< Psalmen 38 >
1 Van David; bij het herinneringsoffer. Jahweh, tuchtig mij niet in uw toorn, Kastijd mij niet in uw gramschap:
Ein salme av David; til minnesofferet. Herre, refs meg ikkje i din vreide, og tukta meg ikkje i din harm!
2 Want uw pijlen hebben mij getroffen, Uw hand drukt zwaar op mij neer.
For dine piler er farne ned i meg, og di hand hev falle tungt på meg.
3 Er is geen gezonde plek aan mijn vlees om uw toorn, Niets gaafs aan mijn gebeente om mijn zonden;
Det finst inkje friskt i mitt kjøt for din vreide skuld; det er ikkje fred i mine bein for mi synd skuld.
4 Want mijn misdaden stapelen zich op mijn hoofd, En drukken mij neer als een loodzware last.

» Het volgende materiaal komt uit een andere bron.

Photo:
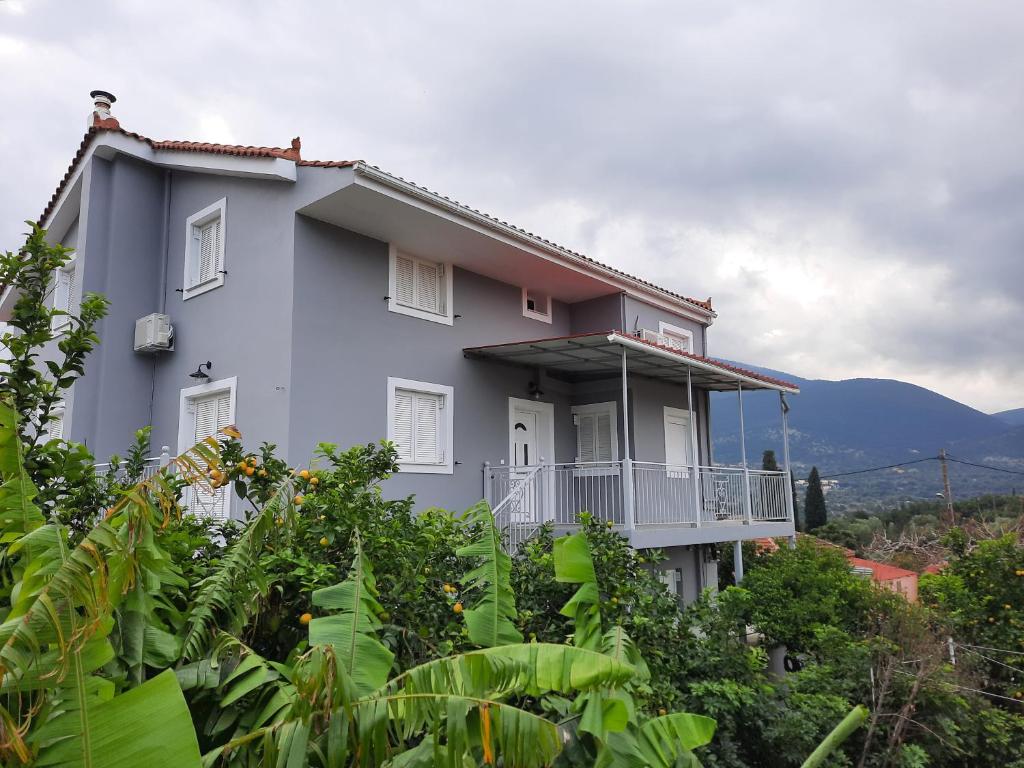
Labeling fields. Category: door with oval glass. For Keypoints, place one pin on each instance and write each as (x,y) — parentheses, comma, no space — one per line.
(530,444)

For mine misgjerningar stig meg yver hovudet, som ei tung byrd er dei meg for tunge.
5 Mijn wonden stinken en dragen Om mijn verdwazing;
Det luftar ilt av mine sår, dei renn av verk for min dårskap skuld.
6 Ik ga gebukt en geknakt, Loop heel de dag maar treurend rond.
Eg er krøkt, reint samanbøygd, heile dagen gjeng eg svartklædd.
7 Mijn lenden zijn aan alle kanten ontstoken, Geen gezonde plek aan mijn vlees;
For mine lender er fulle av brand, og det finst inkje frisk i mitt kjøt.
8 Ik ben uitgeput en gebroken, En snik het uit door het gekerm van mijn hart.
Eg er reint valen og sundslegen, eg skrik høgt av hjartestynjing.
9 Heer, al mijn jammeren is U bekend, Mijn zuchten voor U niet verborgen;
Herre, for di åsyn er alt mitt ynskje, og min sukk er ikkje løynd for deg.
10 Wild bonst mijn hart, de kracht ontzinkt mij, Zelfs het licht van mijn ogen is heen.
Mitt hjarta slær hardt, mi kraft hev forlate meg, og jamvel mine augo hev mist sitt ljos for meg.
11 Mijn vrienden en makkers keren zich af om mijn plagen, En mijn verwanten staan op een afstand te spotten;
Mine vener og frendar held seg undan frå mi plåga, og mine næmaste stend langt burte.
12 Die mijn leven belagen en mijn ongeluk zoeken, Bespreken mijn val, en belasteren mij de hele dag.
Og dei som ligg etter mitt liv, dei legg ut snaror, og dei som søkjer mi ulukka, dei talar um undergang og tenkjer på svik heile dagen.
13 Maar ik ben als een dove, die het niet hoort, Als een stomme, die zijn mond niet opent,
Og eg er som ein dauv, eg høyrer ikkje, og liksom ein mållaus som ikkje let upp sin munn.
14 Als een man, die niet luistert, En wiens mond geen antwoord meer weet.
Ja, eg er som ein mann som ikkje høyrer, og som ikkje hev motmæle i sin munn.
15 Neen, Jahweh, ik verlaat mij op U: Antwoord Gij, mijn Heer en mijn God;
For til deg, Herre, stend mi von; du vil svara meg, Herre, min Gud!
16 Want ik vrees, dat men zich vrolijk over mij maakt, Een grote mond tegen mij zet, nu mijn voeten wankelen.
For eg segjer: «Dei vil elles gleda seg yver meg; når min fot vaggar, høgmodast dei yver meg.»
17 Ja, ieder ogenblik dreig ik te vallen, Mijn ellende staat mij steeds voor de geest;
For eg er nær på å falla, og min hugverk er stendigt framfyre meg.
18 Want ik moet wel mijn misdaad bekennen, En bekommerd zijn over mijn schuld.
For eg må sanna mi skuld, syrgja yver mi synd.
19 En machtig zijn ook, die zonder reden mijn vijanden zijn, Talrijk, die mij onverdiend haten,
Og mine fiendar liver, dei er mannsterke, og dei er mange som hatar meg utan orsak.
20 Die goed vergelden met kwaad, Mij ondanks mijn beste bedoeling bestrijden.
Og dei som løner godt med vondt, stend meg imot, av di eg fer etter det gode.
21 Jahweh, verlaat mij dus niet; Mijn God, blijf niet verre van mij!
Forlat meg ikkje, Herre! Min Gud, ver ikkje langt ifrå meg!
22 Kom mij spoedig te hulp, Mijn Heer en mijn Heil!
Kom meg snart til hjelp, Herre, mi frelsa!